London, but not Fashion Week.
It was Samuel Johnson that said ‘when a man is tired of London, he is tired of life’. After a recently underwhelming trip to Oxford Circus, I’m tempted to write to the fellow and request if he add an addendum to this;
‘When a girl is tired of Topshop, she is tired of life.’
This shop which dressed me almost exclusively for the latter half of the Noughties did not inspire the usual pulse-quickening, arm-tiring euphoria that usually accompanies a browse of the London flagship when I stopped by on Wednesday afternoon (I’d been home for the last week and I nipped up to town for official business). Thoughts on the train home put this down to a number of reasons.
1. Being in France. When scuba divers come to the surface, they take it gradually to avoid decompression sickness. Maybe I should have taken a leaf out of their book - months of living on the continent has got me used to puffa jackets, and neutral colours, and jeans, and practical shoes. Perhaps I ambitiously headed for the mothership of Cool Britannia and the antithesis of French style too soon, and should have decompressed myself gradually via Zara and Mango.
2. Sizing. I’ve mentioned this before about high street sizes, but in my opinion Topshop is one of the worst offenders. Friends/anyone who’s seen me in a bikini will vouch that I am no Pamela Anderson or even David Hasselhoff boobie-wise. Similarly my waist is nowhere near that of Karlie Kloss’. Two Size 8 dresses proved to strain across my chest like the Hulk mid-transformation and then sag depressingly from the ribcage to mid-thigh. This means a Topshop 8 is roughly 31-27-37, as opposed to 32-25-35. Must do better, cutters.
3. Textile and prints. Bile reflex. It’s not even mid-February and most retailers are falling over themselves to flog sundresses, shifts, kaftans, blouses, camisoles etc. in an array of eye-assaulting prints. SOMETIMES they can look fantastic, Zara have certainly come up trumps (a friend having already snapped up the exquisitely floral suit trousers - dammit), especially if you’ve seen them on the website or styled correctly in a magazine. But already sifting through racks of daisy-festooned poly-blend, hanging raggedly half-inside out from it’s hanger like a drunken slapper falling from a taxi? Must I?

Zara on the other hand: love me some sequin Aztec.
4. Branding. Think of the last time you saw a Topshop campaign. Was it the grey marl t-shirt dress and simple studded necklace you so coveted?
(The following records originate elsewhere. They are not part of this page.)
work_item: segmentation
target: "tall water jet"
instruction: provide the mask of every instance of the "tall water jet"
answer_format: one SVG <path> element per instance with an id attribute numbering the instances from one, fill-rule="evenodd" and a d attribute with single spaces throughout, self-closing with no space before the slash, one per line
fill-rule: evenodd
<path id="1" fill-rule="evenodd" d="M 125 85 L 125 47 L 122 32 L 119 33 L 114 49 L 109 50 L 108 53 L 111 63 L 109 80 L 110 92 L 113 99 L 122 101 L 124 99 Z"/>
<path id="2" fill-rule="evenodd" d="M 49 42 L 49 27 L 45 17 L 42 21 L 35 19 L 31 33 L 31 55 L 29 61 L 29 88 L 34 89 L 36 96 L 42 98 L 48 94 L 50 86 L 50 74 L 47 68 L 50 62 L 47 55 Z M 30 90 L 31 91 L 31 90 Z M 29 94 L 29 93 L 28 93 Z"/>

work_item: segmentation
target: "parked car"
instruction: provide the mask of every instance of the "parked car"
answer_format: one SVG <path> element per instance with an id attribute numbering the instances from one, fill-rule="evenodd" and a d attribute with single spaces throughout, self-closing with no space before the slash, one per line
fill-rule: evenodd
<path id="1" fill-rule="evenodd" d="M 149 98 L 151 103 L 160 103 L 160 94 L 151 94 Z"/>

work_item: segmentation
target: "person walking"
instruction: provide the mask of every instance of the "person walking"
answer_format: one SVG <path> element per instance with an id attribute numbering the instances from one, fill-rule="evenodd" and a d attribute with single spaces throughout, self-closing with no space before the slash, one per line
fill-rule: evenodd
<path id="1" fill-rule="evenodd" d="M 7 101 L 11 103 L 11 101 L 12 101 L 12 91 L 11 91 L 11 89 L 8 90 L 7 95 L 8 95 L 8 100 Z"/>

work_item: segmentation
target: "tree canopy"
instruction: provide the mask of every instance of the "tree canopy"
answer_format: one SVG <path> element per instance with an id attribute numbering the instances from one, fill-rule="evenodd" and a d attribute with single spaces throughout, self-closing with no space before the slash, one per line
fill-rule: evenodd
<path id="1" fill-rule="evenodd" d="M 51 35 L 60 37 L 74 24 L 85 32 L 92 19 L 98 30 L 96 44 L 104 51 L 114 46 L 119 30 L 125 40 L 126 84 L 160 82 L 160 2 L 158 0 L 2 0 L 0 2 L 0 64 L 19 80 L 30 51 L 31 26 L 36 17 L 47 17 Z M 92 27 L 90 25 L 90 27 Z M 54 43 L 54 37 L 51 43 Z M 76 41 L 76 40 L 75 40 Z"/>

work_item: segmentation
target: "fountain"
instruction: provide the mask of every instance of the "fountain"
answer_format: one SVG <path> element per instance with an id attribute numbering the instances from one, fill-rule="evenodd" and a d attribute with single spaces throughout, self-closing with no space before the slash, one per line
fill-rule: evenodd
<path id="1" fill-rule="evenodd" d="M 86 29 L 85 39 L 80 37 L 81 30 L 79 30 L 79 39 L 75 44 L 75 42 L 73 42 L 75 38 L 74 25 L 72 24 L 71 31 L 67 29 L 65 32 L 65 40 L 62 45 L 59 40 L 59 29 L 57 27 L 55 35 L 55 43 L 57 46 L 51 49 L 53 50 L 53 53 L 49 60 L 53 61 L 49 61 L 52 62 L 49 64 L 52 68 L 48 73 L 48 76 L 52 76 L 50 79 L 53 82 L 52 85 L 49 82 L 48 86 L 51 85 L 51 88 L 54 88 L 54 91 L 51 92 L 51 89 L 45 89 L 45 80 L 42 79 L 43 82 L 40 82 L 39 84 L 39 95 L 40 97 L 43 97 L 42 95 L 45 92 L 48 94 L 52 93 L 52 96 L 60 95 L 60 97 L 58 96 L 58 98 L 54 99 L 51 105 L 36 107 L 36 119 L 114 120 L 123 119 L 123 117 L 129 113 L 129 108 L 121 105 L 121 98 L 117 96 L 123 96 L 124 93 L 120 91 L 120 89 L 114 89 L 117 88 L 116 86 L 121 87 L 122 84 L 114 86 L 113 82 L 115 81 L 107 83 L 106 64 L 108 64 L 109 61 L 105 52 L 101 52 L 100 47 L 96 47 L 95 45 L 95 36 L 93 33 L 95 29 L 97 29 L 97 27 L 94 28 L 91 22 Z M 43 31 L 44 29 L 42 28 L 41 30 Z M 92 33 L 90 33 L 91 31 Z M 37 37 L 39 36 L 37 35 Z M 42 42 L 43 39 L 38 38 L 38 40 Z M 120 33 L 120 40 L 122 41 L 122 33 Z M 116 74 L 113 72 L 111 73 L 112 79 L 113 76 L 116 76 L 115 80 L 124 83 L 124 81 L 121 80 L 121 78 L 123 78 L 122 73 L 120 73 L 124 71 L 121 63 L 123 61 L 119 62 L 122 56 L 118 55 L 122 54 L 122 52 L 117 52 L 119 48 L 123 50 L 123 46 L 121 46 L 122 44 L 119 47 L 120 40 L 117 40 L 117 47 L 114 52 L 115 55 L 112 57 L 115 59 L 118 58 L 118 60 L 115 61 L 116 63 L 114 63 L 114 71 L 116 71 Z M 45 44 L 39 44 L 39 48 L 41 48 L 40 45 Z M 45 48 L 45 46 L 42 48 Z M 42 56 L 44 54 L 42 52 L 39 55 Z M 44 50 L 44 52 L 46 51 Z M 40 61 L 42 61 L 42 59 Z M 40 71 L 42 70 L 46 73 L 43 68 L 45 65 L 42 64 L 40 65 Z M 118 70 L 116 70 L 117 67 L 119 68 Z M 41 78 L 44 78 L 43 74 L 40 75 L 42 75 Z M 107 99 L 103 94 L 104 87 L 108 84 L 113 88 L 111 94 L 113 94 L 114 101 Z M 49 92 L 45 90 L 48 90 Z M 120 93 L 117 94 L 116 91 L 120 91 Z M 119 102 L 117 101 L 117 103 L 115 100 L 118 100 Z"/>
Or was it the impossibly beautiful, porcelain skinned waif staring out with all the insouciant disregard of that cool girl in VIth form who made you hate all of your Tammy Girl wardrobe? All shops sell a lifestyle rather than just the garments - look at Abercrombie/Hollister for a lesson in how a hoody will have you snogging a lacrosse player on a beach in Maine - but Topshop just seems to me more apparent. They stand out from the Euro-centric Aryans-in-monocrhome-with-a-price-tag-next-to-them Mango/Zara/H&M brigade and the catalogue-babe-with-a-boyfriend-in-blue Dorothy Perkins/Next/Debenhams, but I think in a way this rather sets you up for disappointment.

I will never look this cool. Even if I did fit into this.
5. The brilliance of the clothes. Almost exact copies of catwalk dresses are always big news, and Topshop is universally famous for this. I love affordable fashion. I would not love buying it and everyone recognising it as a copy and as something they too splashed £45 on and subsequently got tagged in on Facebook. Er…
So if you’re reading this, Sir Philip Green, please redesign your successful, billion dollar franchise to woo me back. I don’t think it’s much to ask.